Sometimes wrought wire or custom cast clasps (only) are incorporated into the plastic.  These
are inexpensive “fixes” that are not as ideal as a cast framed partial built upon a solid foundation
or permanently restored teeth.  We sometimes use these designs if the patient has had a recent
(or is having an) extraction.  This is called a transitional partial.  It’s less expensive and provides
for temporary tooth replacement while the bone is healing (and changing shape) until a cast
partial can be fabrication.

Overdentures are a step between full dentures that require suction to stay in place and partials.
Sometimes a few select teeth can be saved and used for retention of a full denture.  Sometimes
we have one or two teeth fit through a denture with pink rubber gaskets to hold the denture in.
Sometimes we can use teeth that are root canaled and place a post with a ball on the end that
fits into an O ring fabricated into the denture.  Two supports are good.  Four supports are great.
(Ever sit in a chair with two legs?)  Implants can also be placed under a denture and used
as an attachment.  This is a great adjunct for lower dentures, which aren’t held in by suction,
but by the muscles on the side of your tongue.  A few retentive techniques can make a world
of difference… you will even wear them for more than just family photos!

Dentures… the final frontier.  We rarely suggest that you have all of your teeth removed, unless
you have severe periodontal (gum) disease.  Anytime you remove a tooth, your bite becomes
less functional and more debilitated.  You loose 60% of your effective chewing with dentures,
and that’s if they fit you well.  Over time, some people forget or ignore the fact that bone changes
and the inside of the denture needs to be relined to fit the current shape of the bone.  If you don’t,
the areas that are not being supported are not triggered to be strong, and therefore recede even
more.  The American Dental Association suggests that dentures should be replaced every 5 years
to prevent accumulation of bacteria in the acrylic.  It’s also important to replace the bite on the
opposing side.  We often see folks who have a full set of upper dentures, and only the lower
front natural teeth.  five or ten years go by (I was gonna git them lower partialz), and you see the
back of the top denture tilting down.  The impact of the lower teeth creates a suction that actually
sucks the back ridge on the top down.  This is very weak bone due to the location of the sinus,
and often provides for complications that may lead to surgery.  Another problem often seen is
the bone in the front of the top jaw resorbs from the trauma, and you’ll get hyperplastic flabby
gums for a ridge.  This extra tissue must be removed prior to making new dentures so you can
stop this condition and prevent further destruction of the bone.

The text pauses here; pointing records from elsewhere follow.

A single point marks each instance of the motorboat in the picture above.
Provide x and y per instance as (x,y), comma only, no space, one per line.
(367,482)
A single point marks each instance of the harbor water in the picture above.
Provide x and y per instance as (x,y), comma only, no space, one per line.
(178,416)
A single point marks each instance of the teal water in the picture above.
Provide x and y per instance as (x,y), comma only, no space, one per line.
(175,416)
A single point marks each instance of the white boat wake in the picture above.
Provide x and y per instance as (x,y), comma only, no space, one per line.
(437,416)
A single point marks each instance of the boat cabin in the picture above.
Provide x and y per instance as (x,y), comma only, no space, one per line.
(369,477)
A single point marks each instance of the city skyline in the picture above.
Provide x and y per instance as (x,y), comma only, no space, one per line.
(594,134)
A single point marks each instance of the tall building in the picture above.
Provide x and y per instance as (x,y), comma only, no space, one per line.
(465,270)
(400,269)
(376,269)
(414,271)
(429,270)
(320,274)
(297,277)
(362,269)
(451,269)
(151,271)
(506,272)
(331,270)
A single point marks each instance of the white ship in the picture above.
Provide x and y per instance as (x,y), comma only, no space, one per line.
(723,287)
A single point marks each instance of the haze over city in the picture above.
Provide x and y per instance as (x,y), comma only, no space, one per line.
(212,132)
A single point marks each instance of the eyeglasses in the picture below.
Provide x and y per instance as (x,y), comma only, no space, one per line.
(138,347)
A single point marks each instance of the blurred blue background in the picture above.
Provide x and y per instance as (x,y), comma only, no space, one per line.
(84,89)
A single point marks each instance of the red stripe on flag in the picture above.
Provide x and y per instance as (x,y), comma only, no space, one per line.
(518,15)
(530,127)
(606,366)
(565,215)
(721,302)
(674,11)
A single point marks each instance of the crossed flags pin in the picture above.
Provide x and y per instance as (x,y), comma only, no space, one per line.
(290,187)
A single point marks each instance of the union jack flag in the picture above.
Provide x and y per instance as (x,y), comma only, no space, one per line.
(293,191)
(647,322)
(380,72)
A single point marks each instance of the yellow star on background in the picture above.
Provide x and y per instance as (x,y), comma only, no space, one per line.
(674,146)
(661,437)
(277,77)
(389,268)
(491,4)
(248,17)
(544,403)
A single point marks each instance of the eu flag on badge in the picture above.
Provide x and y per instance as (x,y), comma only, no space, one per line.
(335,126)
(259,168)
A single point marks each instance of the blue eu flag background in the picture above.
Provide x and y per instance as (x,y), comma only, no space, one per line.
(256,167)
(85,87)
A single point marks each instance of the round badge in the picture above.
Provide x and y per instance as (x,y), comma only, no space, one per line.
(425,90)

When we make dentures, we used the rule that if we are replacing teeth against natural teeth,
we use porcelain replacement teeth to prevent wear.  If we used plastic teeth against natural
teeth, they would eventual wear down and your natural skeletal bite will be off and you may
experience joint pain or a skin condition on the corners of your mouth.  I call this the “Popeye
syndrome”, where eventual your lower jaw protrudes  from a decrease in the natural vertical
dimension.  You get more facial wrinkles as well.  Maintaining or re-establishing what the
god Lord gave you is extremely important.  After all you can’t expect to remove a spark plug
from your car and expect it to run correctly, now can you?!